Technical Analysis

EUR/USD Price Analysis – March 18, 2024

By LonghornFX Technical Analysis
Mar 18, 20244 min

Daily Price Outlook

Despite the renewed strength of the US dollar, the EUR/USD currency pair managed to halt its downward trend and turned bullish around the 1.0895 level. The upward trend can be attributed to positive incoming data, such as strong economic indicators from the Eurozone. Additionally, the indication of a potential rate cut by the ECB due to concerns over inflation could exert downward pressure on the EUR currency as investors anticipate looser monetary policy, potentially leading to decreased demand for the euro.

Impact of ECB Policy and Economic Indicators on EUR/USD Pair

On the EUR front, the European Central Bank (ECB) maintained its record-high borrowing costs in March. However, policymakers hinted at a potential rate cut in the future. ECB policymaker Pablo Hernandez de Cos mentioned that the bank has made progress in reducing inflation and is starting to discuss monetary easing. He suggested that interest rate cuts could begin in June following a decline in Eurozone inflation. This indicates that the ECB is closely monitoring economic conditions and is prepared to take action to support the economy if needed.

Therefore, the ECB's indication of potential rate cuts and monetary easing could exert downward pressure on the EUR currency as lower interest rates typically make a currency less attractive to investors, leading to a potential decrease in its value.

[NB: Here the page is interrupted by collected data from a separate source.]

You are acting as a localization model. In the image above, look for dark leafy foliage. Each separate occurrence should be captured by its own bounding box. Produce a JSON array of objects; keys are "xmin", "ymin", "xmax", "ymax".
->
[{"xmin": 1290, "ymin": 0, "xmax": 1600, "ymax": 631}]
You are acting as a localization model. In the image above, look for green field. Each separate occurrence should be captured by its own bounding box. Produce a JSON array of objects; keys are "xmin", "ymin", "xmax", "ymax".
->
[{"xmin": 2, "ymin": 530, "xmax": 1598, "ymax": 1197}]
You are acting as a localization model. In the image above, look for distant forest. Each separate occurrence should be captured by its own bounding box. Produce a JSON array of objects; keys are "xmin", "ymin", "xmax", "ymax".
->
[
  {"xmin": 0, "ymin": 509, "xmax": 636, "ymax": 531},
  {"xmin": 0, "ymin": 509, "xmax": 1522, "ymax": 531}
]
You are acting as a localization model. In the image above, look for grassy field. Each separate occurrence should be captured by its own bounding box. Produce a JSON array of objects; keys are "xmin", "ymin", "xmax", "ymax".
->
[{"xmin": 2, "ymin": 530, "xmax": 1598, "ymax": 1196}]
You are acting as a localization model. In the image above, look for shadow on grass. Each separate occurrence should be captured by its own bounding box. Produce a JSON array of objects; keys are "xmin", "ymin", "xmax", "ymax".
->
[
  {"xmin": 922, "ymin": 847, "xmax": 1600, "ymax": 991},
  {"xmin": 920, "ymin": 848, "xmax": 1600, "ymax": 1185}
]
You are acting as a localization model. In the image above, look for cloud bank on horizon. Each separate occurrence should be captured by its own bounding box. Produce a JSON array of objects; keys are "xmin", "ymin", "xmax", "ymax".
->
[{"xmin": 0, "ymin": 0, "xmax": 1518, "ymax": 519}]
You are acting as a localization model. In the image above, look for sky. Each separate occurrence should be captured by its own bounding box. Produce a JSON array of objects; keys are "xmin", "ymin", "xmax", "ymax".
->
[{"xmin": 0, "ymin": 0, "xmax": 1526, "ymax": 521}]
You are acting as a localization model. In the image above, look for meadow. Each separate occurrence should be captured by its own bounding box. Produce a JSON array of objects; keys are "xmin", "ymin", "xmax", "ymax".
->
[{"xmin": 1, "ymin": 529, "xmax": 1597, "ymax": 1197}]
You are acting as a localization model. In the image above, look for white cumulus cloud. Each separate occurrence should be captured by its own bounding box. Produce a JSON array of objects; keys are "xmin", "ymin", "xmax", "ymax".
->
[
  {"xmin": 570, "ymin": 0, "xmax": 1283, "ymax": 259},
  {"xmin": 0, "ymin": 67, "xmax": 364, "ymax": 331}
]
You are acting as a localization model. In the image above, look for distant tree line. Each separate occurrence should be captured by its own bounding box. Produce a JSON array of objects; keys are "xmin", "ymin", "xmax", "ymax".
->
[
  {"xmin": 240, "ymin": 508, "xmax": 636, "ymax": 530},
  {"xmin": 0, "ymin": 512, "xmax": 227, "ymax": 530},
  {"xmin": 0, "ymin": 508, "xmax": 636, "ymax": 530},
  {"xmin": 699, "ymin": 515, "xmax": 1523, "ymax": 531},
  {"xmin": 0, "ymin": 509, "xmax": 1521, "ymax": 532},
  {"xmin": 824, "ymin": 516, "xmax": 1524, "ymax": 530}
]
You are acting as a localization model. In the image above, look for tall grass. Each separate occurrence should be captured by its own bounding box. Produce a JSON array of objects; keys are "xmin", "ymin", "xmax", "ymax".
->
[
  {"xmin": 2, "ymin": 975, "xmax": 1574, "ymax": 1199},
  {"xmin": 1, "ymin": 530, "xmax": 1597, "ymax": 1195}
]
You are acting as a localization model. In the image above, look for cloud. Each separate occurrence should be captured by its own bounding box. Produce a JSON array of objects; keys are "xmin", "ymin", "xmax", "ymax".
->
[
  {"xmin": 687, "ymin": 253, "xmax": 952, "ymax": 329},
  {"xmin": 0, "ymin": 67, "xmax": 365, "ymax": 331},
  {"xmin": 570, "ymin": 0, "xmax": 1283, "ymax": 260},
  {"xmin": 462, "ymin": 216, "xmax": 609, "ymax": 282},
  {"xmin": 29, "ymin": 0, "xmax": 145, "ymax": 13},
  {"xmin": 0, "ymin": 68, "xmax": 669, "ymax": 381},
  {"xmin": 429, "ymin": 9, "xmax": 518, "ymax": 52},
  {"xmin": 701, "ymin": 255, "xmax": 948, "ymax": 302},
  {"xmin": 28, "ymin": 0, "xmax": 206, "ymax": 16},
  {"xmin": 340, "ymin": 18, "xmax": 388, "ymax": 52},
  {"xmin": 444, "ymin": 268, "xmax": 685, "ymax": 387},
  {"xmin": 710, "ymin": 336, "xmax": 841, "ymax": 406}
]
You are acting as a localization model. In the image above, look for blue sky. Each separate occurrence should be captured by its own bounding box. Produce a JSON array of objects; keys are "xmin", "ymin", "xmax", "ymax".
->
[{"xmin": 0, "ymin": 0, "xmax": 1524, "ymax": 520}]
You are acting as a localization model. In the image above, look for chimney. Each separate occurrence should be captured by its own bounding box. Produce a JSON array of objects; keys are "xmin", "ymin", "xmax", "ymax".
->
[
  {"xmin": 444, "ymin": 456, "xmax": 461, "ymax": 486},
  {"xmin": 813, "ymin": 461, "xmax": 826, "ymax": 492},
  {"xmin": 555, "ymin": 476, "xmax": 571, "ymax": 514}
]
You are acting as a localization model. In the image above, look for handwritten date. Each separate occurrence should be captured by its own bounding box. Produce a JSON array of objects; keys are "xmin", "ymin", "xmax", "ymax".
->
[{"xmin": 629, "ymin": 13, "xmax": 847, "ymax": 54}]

This sentiment suggests a possible negative impact on the EUR currency in the near future.

Moving ahead, the upcoming release of Eurozone economic indicators and the ZEW Survey from Germany and the Eurozone, followed by the FOMC interest rate decision, could create volatility in the EUR/USD pair. Positive data may support the EUR, but the FOMC decision could also impact market sentiment, leading to potential trading opportunities.

Impact of FOMC Interest Rate Decision on EUR/USD Pair

On the US front, investors are eagerly awaiting the Federal Open Market Committee's (FOMC) decision on interest rates this Wednesday. It's widely anticipated that the FOMC will maintain the current rate, which is already at a 22-year high. This decision reflects the Fed's cautious approach, as they want to ensure inflation settles around the 2% target before considering any rate cuts. This steady stance might strengthen the US Dollar and create challenges for the EUR/USD pair, potentially impacting currency markets.

On the US data front, the University of Michigan's Consumer Sentiment Index dropped to 76.5 in March, slightly lower than expected. This indicates that consumers are feeling less optimistic about the economy. However, their expectations for inflation over the next year and five years remained unchanged. On a positive note, US Industrial Production rebounded in February, increasing by 0.1% compared to a decline in January. This suggests that manufacturing and other industrial activities are starting to recover.

Therefore, the cautious approach of the Federal Reserve and the mixed US economic data could lead to a stronger US Dollar, putting downward pressure on the EUR/USD pair.

EUR/USD Price Chart - Source: Tradingview
EUR/USD Price Chart - Source: Tradingview

EUR/USD - Technical Analysis

On March 18, the EUR/USD pair remained stable with a negligible decline, marking its position at 1.08879. This stability comes amidst a trading environment that meticulously watches for shifts in global economic indicators and central bank policies, potentially influencing the currency pair's trajectory.

The technical setup for EUR/USD indicates a closely contested battle between bulls and bears around the pivot point of 1.0898. Resistance levels are established at 1.0917, 1.0945, and 1.0964, delineating the hurdles that the euro needs to overcome to sustain an upward momentum against the dollar. Support levels, meanwhile, are situated at 1.0875, with further cushions at 1.0843 and 1.0820, acting as safety nets against a potential downturn.

The technical indicators provide a more nuanced view of the pair's future direction. The Relative Strength Index (RSI) at 39 suggests that the pair is nearing the oversold territory, possibly indicating an upcoming shift in momentum. The 50-Day Exponential Moving Average (EMA) at 1.0916 closely aligns with the first resistance level, underscoring a critical threshold for the currency pair. A notable breakout at the 1.08970 level, as indicated by the upward trendline, points towards the initiation of a selling trend.

In summary, the EUR/USD's current stance is delicately poised at a crucial juncture. While the pair shows potential for a selling trend following the breakout, traders should consider a strategic approach: selling below 1.08971, targeting a take profit at 1.08544, and setting a stop loss at 1.09177. This setup reflects a cautious optimism, tempered with the recognition of underlying volatility and the need for precise, risk-managed entries and exits.